Jangan-jangan tenda itu sudah diberi mantra sehingga tidak ada apapun yang bisa keluar ataupun masuk, pikir Dyah. Dengan gemetar ia duduk, dan baru kali ini ia merasa sangat marah, takut, dan sedih sekaligus. Kepala Bala Keamanan dibunuh di hadapannya dengan cara yang sangat keji, bagaimana dengan rakyatnya yang lain? Kepala Bala Keamanan saja yang memiliki ilmu bela diri yang bagus, bisa dihentikan hanya dalam waktu singkat, bagaimana dengan rakyatnya yang sama sekali tidak bisa berkelahi, hanya mengandalkan semangat saja?

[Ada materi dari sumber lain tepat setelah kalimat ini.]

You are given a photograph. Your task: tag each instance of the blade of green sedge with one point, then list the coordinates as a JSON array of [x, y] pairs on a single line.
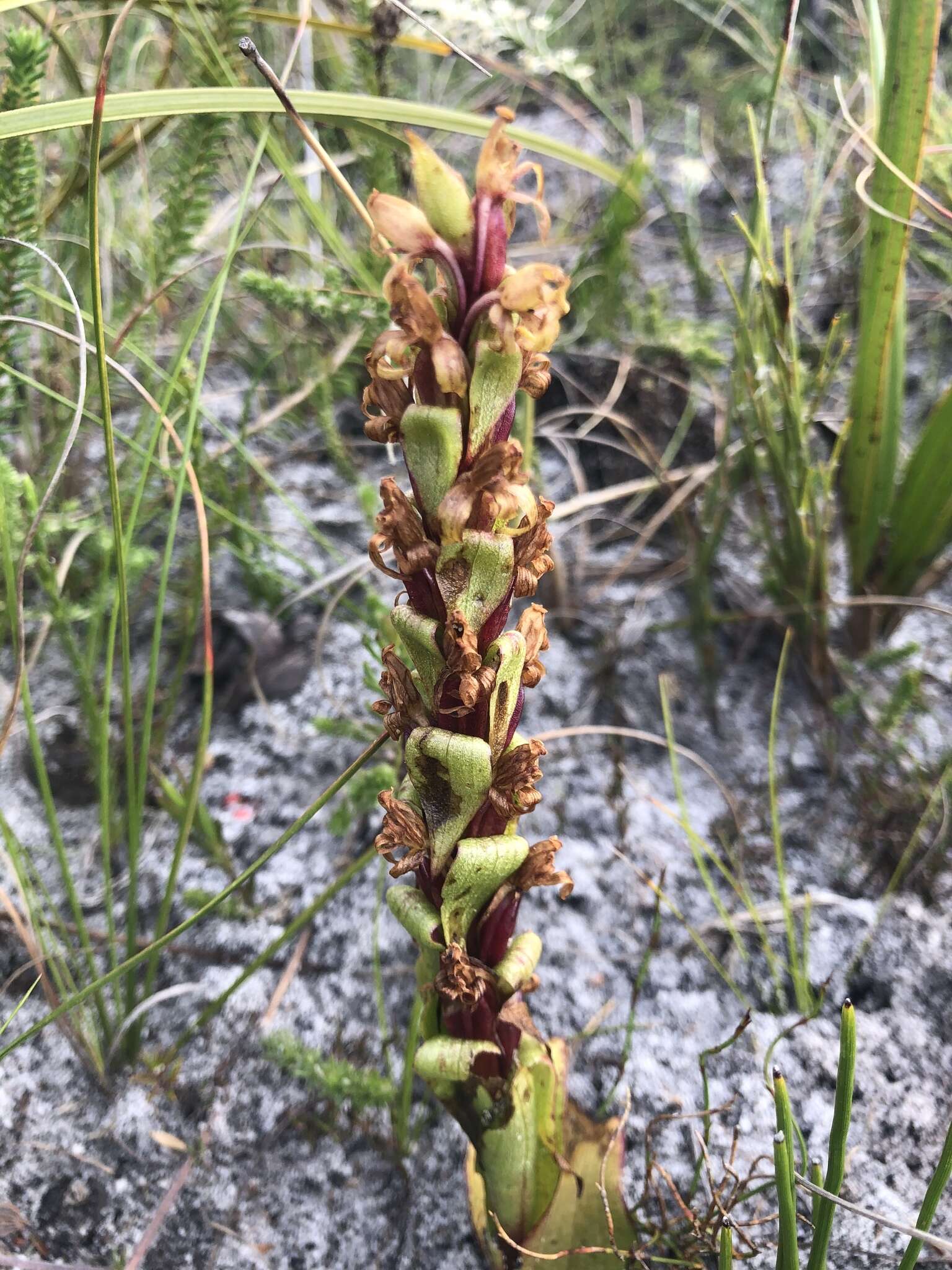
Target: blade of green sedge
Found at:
[[785, 1122], [837, 1158], [787, 1253], [940, 1181]]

Dyah hanya bisa berharap pada keajaiban.

Di luar terdengar suara yang sepertinya dibesarkan oleh sihir, menggema ke seluruh kancah peperangan, bahwa Ratu Sumekar sudah ditangkap, bahwa Kepala Bala Keamanan sudah dibunuh, dan agar prajurit Morion menghentikan perangnya dan mundur teratur kembali ke kemah masing-masing.

Dyah membayangkan suasana yang terjadi di luar sana. Para prajurit pasti kegirangan, tugas mereka telah selesai dengan mudah, seperti perkiraan. Negara Sumekar hanyalah negara kecil, pasti mudah diselesaikan.

Tapi bagaimana dengan keadaan rakyat Sumekar, pikir Dyah kalut. Dengan adanya ia di pucuk pimpinan peperangan, akan mudah mengobarkan semangat mereka. Tanpa ia, ia yakin, pasti semangat mereka seperti bara api disiram air.

Mereka sudah kalah jumlah, kalah keahlian, kalah persenjataan, dan sekarang kalah juga dengan ditangkapnya pucuk pimpinan mereka. Dyah hanya bisa berharap, rakyatnya tidak diapa-apakan. Janganlah ada pembantaian di saat ia sudah tertangkap begini.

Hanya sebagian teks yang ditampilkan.